In the last year, Ms. Chamberlin battled for the rights of the terminally ill to hospice care. She wanted to die at her home surrounded by her books and her beloved cats, Gilbert and Oliver, with frequent visits from her grandchildren. But UnitedHealthcare cut off her hospice benefits at $5,000. She appealed.
“Although I apparently haven’t died fast enough,’’ she wrote on one form, “I do have a terminal illness and will need some method of care.’’
By the time the company extended her benefits, Ms. Chamberlin had found home care from Visiting Nurse and Community Health of Arlington. She chronicled her days on her blog judi-lifeasahospicepatient.blogspot.com.
Her partner, Martin Federman of Cambridge, who met her three years ago, also cared for her. “When I first met her, she was still in the peak of the work she was doing, and my first impressions were of how incredibly focused and committed she was,’’ he said.

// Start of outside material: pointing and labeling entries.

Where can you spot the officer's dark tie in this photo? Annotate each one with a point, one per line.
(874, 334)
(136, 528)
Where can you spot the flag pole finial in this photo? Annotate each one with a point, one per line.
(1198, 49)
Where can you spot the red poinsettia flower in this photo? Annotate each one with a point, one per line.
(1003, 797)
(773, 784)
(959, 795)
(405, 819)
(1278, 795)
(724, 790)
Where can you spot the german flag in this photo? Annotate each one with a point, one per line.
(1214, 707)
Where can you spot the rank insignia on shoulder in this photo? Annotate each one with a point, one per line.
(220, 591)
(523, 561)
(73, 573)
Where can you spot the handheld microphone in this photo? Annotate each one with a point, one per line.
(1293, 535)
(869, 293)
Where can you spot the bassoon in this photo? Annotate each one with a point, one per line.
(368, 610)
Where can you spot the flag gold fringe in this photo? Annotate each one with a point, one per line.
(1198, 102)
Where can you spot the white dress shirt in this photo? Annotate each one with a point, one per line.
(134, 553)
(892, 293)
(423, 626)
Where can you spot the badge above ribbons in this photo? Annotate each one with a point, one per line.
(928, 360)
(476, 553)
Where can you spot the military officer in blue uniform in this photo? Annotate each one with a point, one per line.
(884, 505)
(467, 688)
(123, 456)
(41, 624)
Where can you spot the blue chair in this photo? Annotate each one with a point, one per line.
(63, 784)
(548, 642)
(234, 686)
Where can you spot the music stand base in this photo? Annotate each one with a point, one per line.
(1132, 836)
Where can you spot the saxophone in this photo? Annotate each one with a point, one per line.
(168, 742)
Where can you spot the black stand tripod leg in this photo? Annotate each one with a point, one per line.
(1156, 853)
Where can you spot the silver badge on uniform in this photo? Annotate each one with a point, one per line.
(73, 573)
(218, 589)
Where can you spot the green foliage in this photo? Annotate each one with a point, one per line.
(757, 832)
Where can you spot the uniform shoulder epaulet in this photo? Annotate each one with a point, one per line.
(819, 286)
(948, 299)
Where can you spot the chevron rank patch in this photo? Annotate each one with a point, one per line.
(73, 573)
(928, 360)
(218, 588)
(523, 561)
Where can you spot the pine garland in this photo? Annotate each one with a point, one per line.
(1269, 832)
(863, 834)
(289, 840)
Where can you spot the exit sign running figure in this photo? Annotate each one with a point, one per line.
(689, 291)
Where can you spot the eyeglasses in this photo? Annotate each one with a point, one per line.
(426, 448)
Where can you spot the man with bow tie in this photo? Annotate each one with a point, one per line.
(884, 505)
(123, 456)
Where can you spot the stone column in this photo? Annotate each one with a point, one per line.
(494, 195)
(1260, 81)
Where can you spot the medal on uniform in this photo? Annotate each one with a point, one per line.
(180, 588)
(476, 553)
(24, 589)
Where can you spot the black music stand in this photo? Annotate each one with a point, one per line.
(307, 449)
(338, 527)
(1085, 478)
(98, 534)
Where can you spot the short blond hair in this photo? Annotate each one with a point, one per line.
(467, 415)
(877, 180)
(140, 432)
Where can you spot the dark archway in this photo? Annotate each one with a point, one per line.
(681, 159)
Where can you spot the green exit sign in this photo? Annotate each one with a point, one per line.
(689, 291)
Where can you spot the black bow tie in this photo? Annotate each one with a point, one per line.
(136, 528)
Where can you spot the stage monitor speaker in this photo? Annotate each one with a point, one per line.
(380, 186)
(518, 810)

On her blog, she wrote lovingly of Federman bringing her meals, including her favorite dessert, Junior’s cheesecake from New York City.
She did not want a memorial service. Instead, scores of people lined up for a chance to praise her work at a celebration of her life held at Boston University in August. Ms. Chamberlin, who was in a wheelchair, took the microphone and issued a call for the rights of hospice patients to care.
“Even at this last second of her life, she was fighting for change, and it was an absolutely beautiful moment,’’ Whitaker said.
Ms. Chamberlin leaves her daughter, Julie of Boston, and three grandchildren. Burial will be private.